Here is the text of an article from Inside Radio published on November 25, 2014, where FCC Commissioner Michael O’Rielly praises Buffalo radio and TV stations for their storm coverage:

Buffalo broadcasters last week showed off the power of radio once again as they responded to a historic snow storm that paralyzed parts of the market.   FCC commissioner Michael O’Rielly, a Buffalo native, is giving western New York radio and television stations high marks.  “It strengthens my view on broadcasting in general,” he tells Inside Radio.

O’Rielly held a conference call with Buffalo radio and TV managers to not only see if they needed any federal support (they didn’t) but also to hear first-hand about their efforts.  “They kept powering through the storm, committing umpteen hours of airtime, and bringing in teams from other parts of the country, making sure they had troops to get out the information,” he says. Beyond just giving critical weather information, O’Rielly says broadcasters helped the community create a bond — and hold local officials accountable for claims they made. 

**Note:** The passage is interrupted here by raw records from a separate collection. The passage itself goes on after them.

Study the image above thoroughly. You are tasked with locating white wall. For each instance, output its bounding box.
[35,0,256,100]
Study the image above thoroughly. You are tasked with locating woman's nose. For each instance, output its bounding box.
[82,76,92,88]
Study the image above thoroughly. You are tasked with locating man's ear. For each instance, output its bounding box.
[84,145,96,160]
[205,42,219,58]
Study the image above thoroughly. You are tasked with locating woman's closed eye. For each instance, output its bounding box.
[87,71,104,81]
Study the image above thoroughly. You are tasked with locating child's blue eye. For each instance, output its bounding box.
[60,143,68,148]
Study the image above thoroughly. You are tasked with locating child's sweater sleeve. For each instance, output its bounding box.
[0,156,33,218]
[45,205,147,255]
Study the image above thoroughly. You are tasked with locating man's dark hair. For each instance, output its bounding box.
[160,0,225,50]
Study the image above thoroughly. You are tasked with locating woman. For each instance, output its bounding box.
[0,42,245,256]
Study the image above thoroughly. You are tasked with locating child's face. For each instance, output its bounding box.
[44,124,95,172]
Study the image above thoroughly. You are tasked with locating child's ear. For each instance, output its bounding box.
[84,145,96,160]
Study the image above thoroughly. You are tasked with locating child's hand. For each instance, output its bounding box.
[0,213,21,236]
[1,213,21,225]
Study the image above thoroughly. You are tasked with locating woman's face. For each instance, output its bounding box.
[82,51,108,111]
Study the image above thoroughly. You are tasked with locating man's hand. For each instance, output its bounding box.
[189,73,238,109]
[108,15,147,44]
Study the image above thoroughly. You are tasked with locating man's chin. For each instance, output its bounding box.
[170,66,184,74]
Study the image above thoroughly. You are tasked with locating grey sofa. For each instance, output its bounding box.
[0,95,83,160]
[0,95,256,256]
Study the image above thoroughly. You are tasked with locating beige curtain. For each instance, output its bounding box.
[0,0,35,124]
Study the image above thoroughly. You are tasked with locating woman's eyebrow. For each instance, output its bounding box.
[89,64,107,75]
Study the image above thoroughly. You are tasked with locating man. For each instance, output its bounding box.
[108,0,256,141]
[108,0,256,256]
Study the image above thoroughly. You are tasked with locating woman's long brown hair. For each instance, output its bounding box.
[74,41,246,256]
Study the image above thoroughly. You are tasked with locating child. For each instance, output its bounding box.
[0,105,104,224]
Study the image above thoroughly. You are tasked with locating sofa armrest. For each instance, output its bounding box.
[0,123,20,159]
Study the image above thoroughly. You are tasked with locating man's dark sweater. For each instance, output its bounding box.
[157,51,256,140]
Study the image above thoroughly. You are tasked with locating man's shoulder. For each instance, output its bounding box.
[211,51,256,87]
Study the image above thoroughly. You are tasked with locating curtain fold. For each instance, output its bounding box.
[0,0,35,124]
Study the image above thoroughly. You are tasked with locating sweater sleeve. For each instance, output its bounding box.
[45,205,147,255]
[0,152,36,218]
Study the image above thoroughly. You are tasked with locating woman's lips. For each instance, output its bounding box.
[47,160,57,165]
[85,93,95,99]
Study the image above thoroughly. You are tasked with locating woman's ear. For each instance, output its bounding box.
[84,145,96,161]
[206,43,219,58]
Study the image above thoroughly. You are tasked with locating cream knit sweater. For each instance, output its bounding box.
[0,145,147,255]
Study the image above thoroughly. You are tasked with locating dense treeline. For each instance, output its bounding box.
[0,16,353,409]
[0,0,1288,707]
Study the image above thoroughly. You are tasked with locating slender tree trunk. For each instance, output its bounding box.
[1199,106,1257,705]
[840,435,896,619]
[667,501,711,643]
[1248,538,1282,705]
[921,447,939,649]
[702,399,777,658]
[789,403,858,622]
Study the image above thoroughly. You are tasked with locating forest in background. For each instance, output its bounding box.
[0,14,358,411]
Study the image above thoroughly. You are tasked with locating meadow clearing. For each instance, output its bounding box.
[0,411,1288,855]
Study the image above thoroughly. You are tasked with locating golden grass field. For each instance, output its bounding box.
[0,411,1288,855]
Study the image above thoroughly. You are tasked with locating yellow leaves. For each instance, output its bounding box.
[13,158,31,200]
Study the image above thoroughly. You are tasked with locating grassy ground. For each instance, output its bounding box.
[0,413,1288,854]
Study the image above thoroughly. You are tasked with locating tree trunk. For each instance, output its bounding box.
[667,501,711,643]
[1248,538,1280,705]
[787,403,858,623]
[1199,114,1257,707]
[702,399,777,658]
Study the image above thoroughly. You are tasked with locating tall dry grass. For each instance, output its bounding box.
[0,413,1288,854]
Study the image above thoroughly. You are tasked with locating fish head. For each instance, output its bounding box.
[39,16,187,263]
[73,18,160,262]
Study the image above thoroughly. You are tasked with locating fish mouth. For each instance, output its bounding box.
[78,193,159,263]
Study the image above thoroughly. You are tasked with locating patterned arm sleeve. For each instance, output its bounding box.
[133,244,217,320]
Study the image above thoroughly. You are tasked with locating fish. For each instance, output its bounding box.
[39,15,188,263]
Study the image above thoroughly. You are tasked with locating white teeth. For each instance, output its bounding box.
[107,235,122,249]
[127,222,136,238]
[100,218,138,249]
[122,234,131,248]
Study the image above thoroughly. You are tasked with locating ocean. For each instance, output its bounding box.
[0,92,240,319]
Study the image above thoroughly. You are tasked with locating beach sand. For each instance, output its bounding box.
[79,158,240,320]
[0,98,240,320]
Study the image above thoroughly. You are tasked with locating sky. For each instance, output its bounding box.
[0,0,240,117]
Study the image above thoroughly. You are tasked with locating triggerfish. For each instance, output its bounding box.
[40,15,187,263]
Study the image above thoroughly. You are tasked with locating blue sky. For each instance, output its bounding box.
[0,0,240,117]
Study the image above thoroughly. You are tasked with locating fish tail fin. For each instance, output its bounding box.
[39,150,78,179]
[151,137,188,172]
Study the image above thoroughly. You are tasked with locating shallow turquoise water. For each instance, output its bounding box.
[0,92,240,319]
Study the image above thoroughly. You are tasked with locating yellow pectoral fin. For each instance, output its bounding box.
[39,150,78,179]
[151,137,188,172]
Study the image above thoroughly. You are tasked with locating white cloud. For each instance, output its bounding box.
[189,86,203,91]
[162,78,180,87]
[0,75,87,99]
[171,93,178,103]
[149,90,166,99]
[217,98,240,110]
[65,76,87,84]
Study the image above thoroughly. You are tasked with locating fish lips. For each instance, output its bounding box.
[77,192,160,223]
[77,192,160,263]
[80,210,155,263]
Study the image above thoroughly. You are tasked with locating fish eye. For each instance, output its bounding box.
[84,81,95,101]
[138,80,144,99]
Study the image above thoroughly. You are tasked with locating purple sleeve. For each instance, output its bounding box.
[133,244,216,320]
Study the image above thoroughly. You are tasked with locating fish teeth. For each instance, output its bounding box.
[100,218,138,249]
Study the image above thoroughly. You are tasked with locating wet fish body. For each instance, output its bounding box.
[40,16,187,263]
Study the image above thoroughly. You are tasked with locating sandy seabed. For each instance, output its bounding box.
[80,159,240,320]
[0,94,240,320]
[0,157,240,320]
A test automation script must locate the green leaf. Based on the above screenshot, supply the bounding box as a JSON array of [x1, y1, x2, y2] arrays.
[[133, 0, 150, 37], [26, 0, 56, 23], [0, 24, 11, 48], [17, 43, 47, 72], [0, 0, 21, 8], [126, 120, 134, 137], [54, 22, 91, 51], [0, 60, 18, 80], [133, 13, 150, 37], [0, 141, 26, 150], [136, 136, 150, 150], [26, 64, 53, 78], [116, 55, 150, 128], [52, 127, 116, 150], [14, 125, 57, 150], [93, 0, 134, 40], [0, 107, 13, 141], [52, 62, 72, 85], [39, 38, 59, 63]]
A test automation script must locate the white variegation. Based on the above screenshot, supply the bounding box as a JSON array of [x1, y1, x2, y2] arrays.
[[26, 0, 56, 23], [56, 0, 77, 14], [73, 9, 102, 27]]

“People were calling in from different communities and stations could turn around and ask the local officials right away about it,” he says. “I was very impressed also with their use of social media — not only were people listening and watching their broadcasts, they were also getting their information out as fast as they could on different media as best they could.”

While FM music stations gave updates, like most markets the information was mainly on the AM dial as the heavy lifting last week was left to Entercom’s news-talk WBEN (930).   “I’m sympathetic to making sure AM can get the changes it needs to survive going forward,” O’Rielly says. “I think there’s an opportunity for us to provide some relief in there and have a stronger AM band.”

But the bigger takeaway, O’Reilly says, is radio’s continued willingness to step up in a crisis. “I think when all broadcasters are put to the challenge, they step up and meet their obligations and the community needs,” he says. “This time it was Buffalo that was challenged but I see that throughout the country through all kinds of crises that they face.”